SAN DIEGO, Calif. (Reuters) - Surprise second round leader Richard Bland has an ideal game to thrive at the U.S. Open, Lee Westwood said after his fellow Englishman jumped to the top at Torrey Pines on Friday.

Both 48 but with vastly contrasting careers, Westwood trails his friend by six shots but said Bland's lofty position was no fluke even though he was in uncharted territory.

Bland, playing only his second U.S. Open, gave Westwood and Justin Rose credit for helping him learn how to negotiate Torrey Pines. "I got some good info off Lee on Monday and Rosey on Wednesday," he said after shooting 67 for a five-under-par 137 halfway total.

The self-deprecating Westwood chuckled when told of that shoutout and said there was not much information he needed to give when the pair played a practice round on Monday.

"He's clearly playing very well. He's got a steady game, doesn't miss many fairways, ideally suited to a U.S. Open set-up really," Westwood told Reuters.
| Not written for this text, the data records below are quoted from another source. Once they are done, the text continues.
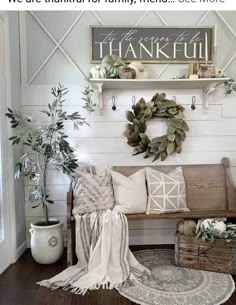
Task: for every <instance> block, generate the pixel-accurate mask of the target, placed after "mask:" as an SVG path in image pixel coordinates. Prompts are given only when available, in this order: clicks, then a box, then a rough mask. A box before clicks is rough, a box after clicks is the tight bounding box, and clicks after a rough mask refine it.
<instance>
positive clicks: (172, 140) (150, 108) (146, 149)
mask: <svg viewBox="0 0 236 305" xmlns="http://www.w3.org/2000/svg"><path fill="white" fill-rule="evenodd" d="M184 110H185V109H184V107H182V106H181V105H177V104H176V102H175V101H173V100H168V99H167V98H166V94H165V93H161V94H159V93H156V94H155V95H154V96H153V98H152V99H151V101H150V102H146V101H145V100H144V99H143V98H141V99H140V100H139V101H138V102H137V103H136V105H134V107H133V111H127V112H126V118H127V119H128V121H129V122H130V123H128V124H127V127H126V130H125V131H124V133H123V135H124V136H125V137H126V138H127V140H128V141H127V143H128V145H130V146H131V147H134V153H133V155H137V154H141V153H145V155H144V158H148V157H150V156H154V159H153V161H155V160H157V159H158V158H160V159H161V161H164V160H166V158H167V157H168V155H170V154H172V153H174V152H177V153H180V152H181V150H182V142H183V141H184V140H185V138H186V131H188V130H189V127H188V125H187V123H186V122H185V121H184V113H183V112H184ZM152 118H161V119H166V124H167V133H166V134H165V135H163V136H160V137H156V138H153V139H149V137H148V136H147V135H146V131H147V124H146V123H147V121H148V120H150V119H152Z"/></svg>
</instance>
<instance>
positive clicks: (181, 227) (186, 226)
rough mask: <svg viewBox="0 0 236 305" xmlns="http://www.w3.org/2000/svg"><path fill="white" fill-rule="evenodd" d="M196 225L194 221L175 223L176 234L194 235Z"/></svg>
mask: <svg viewBox="0 0 236 305" xmlns="http://www.w3.org/2000/svg"><path fill="white" fill-rule="evenodd" d="M196 227H197V224H196V222H195V221H194V220H180V221H179V222H178V223H177V233H180V234H183V235H194V234H195V232H196Z"/></svg>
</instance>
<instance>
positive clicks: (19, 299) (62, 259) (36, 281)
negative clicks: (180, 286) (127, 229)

"U.S. Opens are fairly simple, aren't they? Hit as many fairways and greens as you can. Don't make double bogeys because they're a killer. Try and scramble and take advantage of the birdie putts when you have them."

Bland broke through last month to win the British Masters, his first European Tour victory in 478 starts.

Former world No. 1 Westwood is contesting his 20th U.S. Open and finished a shot out of the Tiger Woods-Rocco Mediate playoff here in 2008.

He said he was "pretty pleased" with his round on Friday, even though he could not convert any of several excellent birdie opportunities, making 17 pars and a bogey in a steady 72.

The only putt of note Westwood holed all day was a 40-footer for par at the par-five 13th.

"I putted well all day, ran the ball at the hole well and felt like I got unlucky on a few putts so it was nice that that one (on 13) went in," he said.

"(A) one-over (total) feels like it's in there. There's always a lot of strange things go on at the weekend of a major, especially a U.S. Open."